The spectacular neobaroque silhouette of the Palau Nacional can be seen on Montjuïc's slopes from across the city. Built for the 1929 World Exhibition and restored in 2005, it houses a vast collection of mostly Catalan art spanning the early Middle Ages to the early 20th century. The high point is the unique collection of extraordinary Romanesque frescoes.
This building has come to be one of the city’s prime symbols of the region’s separate Catalan identity, but the fact that it was constructed under the centralist dictatorship of Miguel Primo de Rivera lends a whiff of irony.
The real highlight here is the Romanesque art section, considered the most important concentration of early medieval art in the world. Rescued from neglected country churches across northern Catalonia in the early 20th century, the collection consists of 21 frescoes, woodcarvings and painted altar frontals (low-relief wooden panels that were the forerunners of the elaborate altarpieces that adorned later churches). The insides of several churches have been recreated and the frescoes – in some cases fragmentary, in others extraordinarily complete and alive with colour – have been placed as they were when in situ.
The two most striking fresco sets follow one after the other. The first, in Sala 5, is a magnificent image of Christ in Majesty created around 1123. Based on the text of the Apocalypse, we see Christ enthroned on a rainbow with the world at his feet. He holds a book open with the words Ego Sum Lux Mundi (I am the Light of the World) and is surrounded by the four Evangelists. The images were taken from the apse of the Església de Sant Climent de Taüll in northwest Catalonia. Nearby in Sala 9 are frescoes done around the same time in the nearby Església de Santa Maria de Taüll. This time the central image taken from the apse is of the Virgin Mary and Christ Child. These images were not mere decoration but tools of instruction in the basics of Christian faith for the local population – try to set yourself in the mind of the average medieval citizen: illiterate, ignorant, fearful and in most cases eking out a subsistence living. These images transmitted the basic personalities and tenets of the faith and were accepted at face value by most.

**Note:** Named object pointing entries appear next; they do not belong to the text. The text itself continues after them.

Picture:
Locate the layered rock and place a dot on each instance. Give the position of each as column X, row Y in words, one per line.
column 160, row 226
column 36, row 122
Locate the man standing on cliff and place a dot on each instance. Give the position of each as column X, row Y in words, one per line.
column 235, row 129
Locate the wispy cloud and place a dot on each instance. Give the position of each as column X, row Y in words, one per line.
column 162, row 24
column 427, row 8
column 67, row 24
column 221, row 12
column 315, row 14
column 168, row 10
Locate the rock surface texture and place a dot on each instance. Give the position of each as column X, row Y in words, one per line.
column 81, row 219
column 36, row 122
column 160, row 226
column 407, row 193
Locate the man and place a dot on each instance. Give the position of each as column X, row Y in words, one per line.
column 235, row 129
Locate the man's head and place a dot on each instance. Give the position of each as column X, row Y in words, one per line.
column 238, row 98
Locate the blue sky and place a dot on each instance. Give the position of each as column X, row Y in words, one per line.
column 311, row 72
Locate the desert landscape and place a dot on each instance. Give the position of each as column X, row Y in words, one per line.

Opposite the Romanesque collection on the ground floor is the museum’s Gothic art section, with Catalan Gothic painting and works from other Spanish and Mediterranean regions. Look out especially for the work of Bernat Martorell in Sala 32 and Jaume Huguet in Sala 34. Among Martorell’s works figure images of the martyrdom of St Vincent and Santa Eulàlia. Huguet’s Consagració de Sant Agustí, in which St Augustine is depicted as a bishop, is dazzling in its detail.
Next you pass into the 2018-launched Renaissance & Baroque gallery, which exhibits some 300 Spanish and international pieces spanning the 16th to 19th centuries, including works by Diego Velázquez, Francisco de Zurbarán, Josep de Ribera, Francisco Goya, Tiepolo, Rubens, El Greco and Canaletto. Incorporated into this section are two eclectic and excellent private collections, the Cambò Bequest by Francesc Cambó and the Thyssen-Bornemisza collection on loan to the MNAC by Madrid's Museo Thyssen-Bornemisza.
Up on the next floor, beyond a beautiful domed hall, the collection turns to modern art, mainly but not exclusively Catalan. These galleries are arranged thematically: Modernisme, Noucentisme, Art and the Civil War and so on. Among the many highlights: an early Salvador Dalí painting (Retrat del Meu Pare/Portrait of My Father), Juan Gris' collage-like paintings, the brilliant portraits of Marià Fortuny, and 1930s call-to-arms posters against the Francoist onslaught (nearby you'll find photos of soldiers and bombed-out city centres).
Also on show are items of Modernista furniture and decoration, which include chairs by Gaudí and a mural by Ramon Casas that once adorned the legendary bar and restaurant Els Quatre Gats.
After all this, you can relax in the museum restaurant, which offers great views north towards Plaça d’Espanya, and be sure to take in the fine city view from the terrace just in front of the museum, which draws crowds around sunset. Students can use the Biblioteca del MNAC, the city’s main art reference library.